A pregnant family member is looking for a old-fashion social security number. What is your social security number?
It’s so condescending when self-defense instructors tell you to never go to a second location with your kidnapper, like, sir, do you even understand how a kidnapping works? I’m not trying to go ANYWHERE
Me: My book was translated for the UK.
Wife: They speak English.
Me: *looks at the 1000 times they changed “stroller” to “buggy”* Sort of.
me: *hanging back a bit while out with friends*
friends: that guy has followed us to 3 bars.
[son comes home with big lump on his forehead]
ME: Oh no, what happened?
7: I fell down on the playground.
ME: How did you fall?
7: Forward.
The first step when putting on a fitted sheet is, nope, it goes the other way.
On our weekly family Zoom, my stepmom always says how pretty I am.

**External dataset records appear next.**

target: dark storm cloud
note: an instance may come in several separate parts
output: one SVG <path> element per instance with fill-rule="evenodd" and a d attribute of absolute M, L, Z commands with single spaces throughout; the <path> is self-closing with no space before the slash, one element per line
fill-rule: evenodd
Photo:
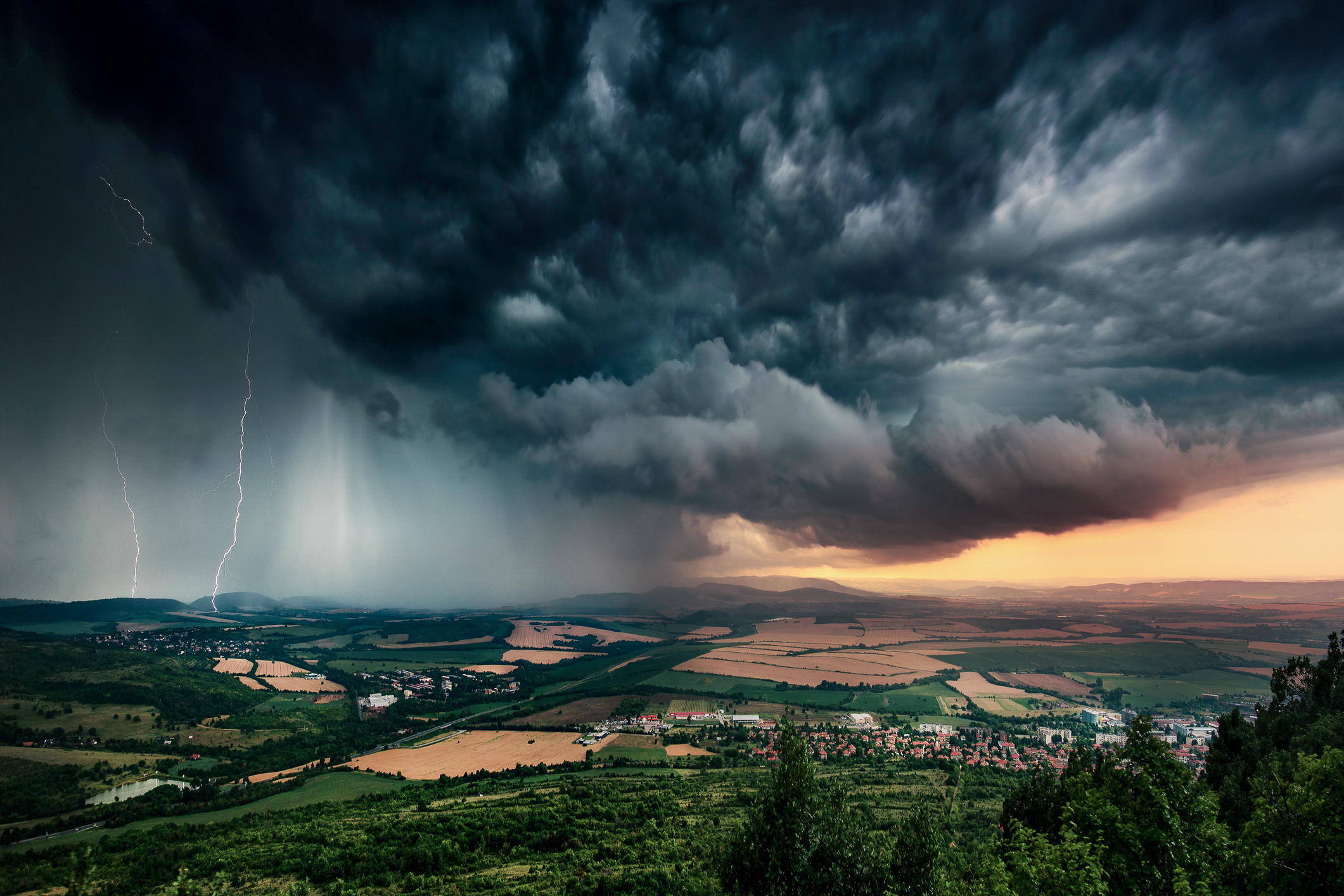
<path fill-rule="evenodd" d="M 1023 529 L 1063 532 L 1150 516 L 1239 467 L 1227 445 L 1191 443 L 1109 392 L 1091 427 L 1025 423 L 949 400 L 883 426 L 722 341 L 626 386 L 578 379 L 538 395 L 487 376 L 476 403 L 435 422 L 558 469 L 579 493 L 618 492 L 743 519 L 800 543 L 884 559 L 946 556 Z"/>
<path fill-rule="evenodd" d="M 582 494 L 925 556 L 1148 516 L 1340 424 L 1341 15 L 35 4 L 24 27 L 172 160 L 164 238 L 207 301 L 280 275 L 343 351 L 444 392 L 454 439 Z"/>
<path fill-rule="evenodd" d="M 383 435 L 405 439 L 415 434 L 415 424 L 402 414 L 402 402 L 390 390 L 378 390 L 366 398 L 364 412 Z"/>

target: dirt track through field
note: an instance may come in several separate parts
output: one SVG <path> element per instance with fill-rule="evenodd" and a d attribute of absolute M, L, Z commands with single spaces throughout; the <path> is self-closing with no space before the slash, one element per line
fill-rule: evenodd
<path fill-rule="evenodd" d="M 1027 672 L 1021 674 L 1012 672 L 991 672 L 989 674 L 1008 685 L 1031 688 L 1034 690 L 1055 690 L 1066 697 L 1086 697 L 1091 693 L 1091 688 L 1087 685 L 1079 684 L 1073 678 L 1066 678 L 1064 676 L 1052 676 L 1040 672 Z"/>
<path fill-rule="evenodd" d="M 276 690 L 296 693 L 344 693 L 345 685 L 325 678 L 262 678 Z"/>
<path fill-rule="evenodd" d="M 573 743 L 575 735 L 563 731 L 466 731 L 450 740 L 442 740 L 418 750 L 384 750 L 360 756 L 351 764 L 358 768 L 402 772 L 407 778 L 431 780 L 439 775 L 456 778 L 472 771 L 504 771 L 515 764 L 535 766 L 539 762 L 583 762 L 589 750 L 599 751 L 610 742 L 610 735 L 593 744 Z M 532 743 L 528 743 L 532 742 Z"/>
<path fill-rule="evenodd" d="M 628 631 L 607 631 L 606 629 L 593 629 L 590 626 L 547 625 L 546 622 L 531 622 L 517 619 L 513 622 L 513 633 L 504 638 L 515 647 L 551 647 L 556 641 L 569 638 L 585 638 L 593 635 L 595 645 L 602 646 L 613 641 L 652 641 L 657 643 L 661 638 L 646 634 L 630 634 Z"/>
<path fill-rule="evenodd" d="M 581 650 L 505 650 L 501 660 L 504 662 L 517 662 L 519 660 L 527 660 L 528 662 L 536 664 L 539 666 L 550 666 L 560 660 L 573 660 L 574 657 L 601 657 L 601 653 L 583 653 Z"/>

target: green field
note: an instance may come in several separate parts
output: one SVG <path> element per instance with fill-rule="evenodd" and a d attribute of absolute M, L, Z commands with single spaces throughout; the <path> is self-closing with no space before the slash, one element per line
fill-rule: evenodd
<path fill-rule="evenodd" d="M 1189 666 L 1223 665 L 1216 654 L 1184 641 L 1146 643 L 1095 643 L 1058 647 L 949 647 L 960 653 L 943 656 L 968 672 L 1035 672 L 1073 669 L 1078 672 L 1163 674 Z"/>
<path fill-rule="evenodd" d="M 317 695 L 280 695 L 271 697 L 266 703 L 257 704 L 253 707 L 253 712 L 288 712 L 290 709 L 310 709 L 313 708 L 313 697 Z M 331 705 L 331 704 L 323 704 Z"/>
<path fill-rule="evenodd" d="M 939 707 L 938 701 L 930 695 L 888 690 L 887 693 L 856 693 L 853 700 L 845 704 L 845 709 L 899 712 L 909 716 L 922 712 L 938 712 Z"/>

Today I replied, “I’m more than a pretty face.”
STEPMOM: “Are you sure?”
ME: “I have an elbow. Look.”
SM: “That’s nothing to brag about.”
ME: “It bends and everything.”
SM: “I’ve seen better.”
Researchers have found why bears hibernate. “They’re sad due to a break up” said one. “It’s been a year Brent. Move on. I have” said another
My twins both have hiccups at the same time and I’m over here hoping it’s not the eighth sign of the apocalypse
The outburst I had at JoAnn’s Fabrics is not reflective of who I am.
Legend 🤣🤣
*Quietly opens a bag of chips during a job interview
Me: coming to the office Xmas party?
Steve: no [whispers] Lisa just lost her father
Me: there’ll be like 50 of us there. We’ll help you look
Being an adult is bullshit. Babies get praised for being able to hold their heads up on their own like bravo your neck works, stupid baby
if you find yourself struggling creatively take a step back and realize that you are also struggling financially so at least you’re consistent
If you’re feeling a little too good about yourself let your child take a pic of you laying on the couch. Tada! You are now Jaba the Hut.
Me: We’re ordering pizza.
8-year-old: This is the best day of my life!
Me: We order pizza every week.
8: I have lots of best days.
I just took enough Vicodin to kill a medium-sized Chipmunk. RIP Roy. Roy’s the hypothetical Chipmunk. I named him. Has anyone seen my legs??